While everyone’s attention during the last few months was on Windows 11 — and the mess Microsoft has made before and after its launch — it’s obviously Windows 10 that remains the most important OS for computers today: it accounts for no less than 75% (!) of all desktop operating system installations as of October 2021 per StatCounter — a staggering market share that many would call a practical monopoly (given that macOS is a distant second at 16%).

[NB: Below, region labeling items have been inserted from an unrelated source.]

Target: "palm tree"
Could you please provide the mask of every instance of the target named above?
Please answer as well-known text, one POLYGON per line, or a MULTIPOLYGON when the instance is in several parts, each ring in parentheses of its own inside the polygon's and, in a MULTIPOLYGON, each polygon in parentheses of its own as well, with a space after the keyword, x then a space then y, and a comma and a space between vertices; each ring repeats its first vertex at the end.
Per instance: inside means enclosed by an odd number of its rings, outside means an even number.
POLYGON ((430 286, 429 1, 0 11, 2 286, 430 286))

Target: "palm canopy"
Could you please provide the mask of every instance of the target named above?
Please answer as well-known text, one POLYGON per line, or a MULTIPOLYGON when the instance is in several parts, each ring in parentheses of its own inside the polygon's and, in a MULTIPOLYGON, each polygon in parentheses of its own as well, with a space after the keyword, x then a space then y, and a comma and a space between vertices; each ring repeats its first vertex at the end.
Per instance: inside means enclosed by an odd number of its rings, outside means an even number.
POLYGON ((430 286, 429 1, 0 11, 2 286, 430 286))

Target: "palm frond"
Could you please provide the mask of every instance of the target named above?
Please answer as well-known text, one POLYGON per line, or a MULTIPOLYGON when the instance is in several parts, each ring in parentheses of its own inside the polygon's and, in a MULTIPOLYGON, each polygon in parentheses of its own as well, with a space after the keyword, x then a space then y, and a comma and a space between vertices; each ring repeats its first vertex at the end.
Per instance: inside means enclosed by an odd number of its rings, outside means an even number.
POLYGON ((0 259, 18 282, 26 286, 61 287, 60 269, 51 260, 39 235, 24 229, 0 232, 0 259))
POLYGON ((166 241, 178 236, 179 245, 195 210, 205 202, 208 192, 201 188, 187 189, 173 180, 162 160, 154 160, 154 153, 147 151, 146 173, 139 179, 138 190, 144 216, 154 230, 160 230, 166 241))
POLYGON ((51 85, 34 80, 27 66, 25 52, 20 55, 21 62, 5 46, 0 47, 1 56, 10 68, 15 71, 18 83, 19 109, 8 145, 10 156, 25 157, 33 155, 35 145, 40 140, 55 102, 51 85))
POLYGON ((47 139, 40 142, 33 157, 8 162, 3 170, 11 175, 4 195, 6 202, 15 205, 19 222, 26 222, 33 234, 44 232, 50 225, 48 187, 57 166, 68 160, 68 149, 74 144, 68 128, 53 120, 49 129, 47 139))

So it’s with no small sense of relief that Microsoft, despite everything that’s been happening, kept its promise to deliver a new system update for Windows 10 in 2021. The company also announced plans regarding this OS going forward although, at this point, “plans” might be overselling it.
The Windows 10 21H2 “feature” update is the very definition of boring: not only is its changelog extremely small (three points do not even constitute a list worth putting out) but there is also nothing new worth mentioning that’s of interest to the vast majority of consumers. If there are various fixes or security patches included in the 21H2 update, Microsoft makes no mention of them whatsoever — but as for new “features”… well, this “feature update” offers practically none. It’s quickly and easily installed, at least, as it makes use of Microsoft’s new delivery system for Windows updates.
What seems to be more important than this “feature update” itself is the Microsoft announcement that goes with it: the company confirmed that Windows 10 will follow a “revised update release cadence” from now on, in line with the already planned Windows 11 one. So both operating systems will be getting a “feature update” once a year instead of two, which is much more sensible: Microsoft will have the opportunity to not only test each update thoroughly (as is everyone’s hope) but to also add at least a few new features worth waiting for instead of just putting out “feature updates” that are not anything of the sort.
Microsoft promises that Windows 10 will be seeing one such “feature update” roughly every year until October 2025, when its support period — theoretically — ends. What isn’t clear is what would those “feature updates” actually offer. The Redmond giant could e.g. add some of the more mainstream, useful Windows 11 features, such as support for AutoHDR and Direct Storage, to Windows 10 in order to give developers incentives to adopt those sooner. The company is already backporting a few such features to Windows 10, such as the refreshed Windows 11 Microsoft Store, after all.
But… that’s just about it: all the attractive new features that Windows 11 will be offering at some point in the future, such as Android app compatibility, Microsoft will realistically keep exclusive to its most recent operating system. The company may also move some Windows features from version 10 to version 11 even if there’s no obvious technical reason for that (as it did with the 64-bit x86 app emulation on ARM processors a few days ago). But, at the end of the day, that’s only to be expected. As long as Microsoft delivers important security updates for Windows 10 at a steady pace, keeping it safe for as long as possible without sacrificing performance, it’s fine. Whether that is a given or not, only time will tell.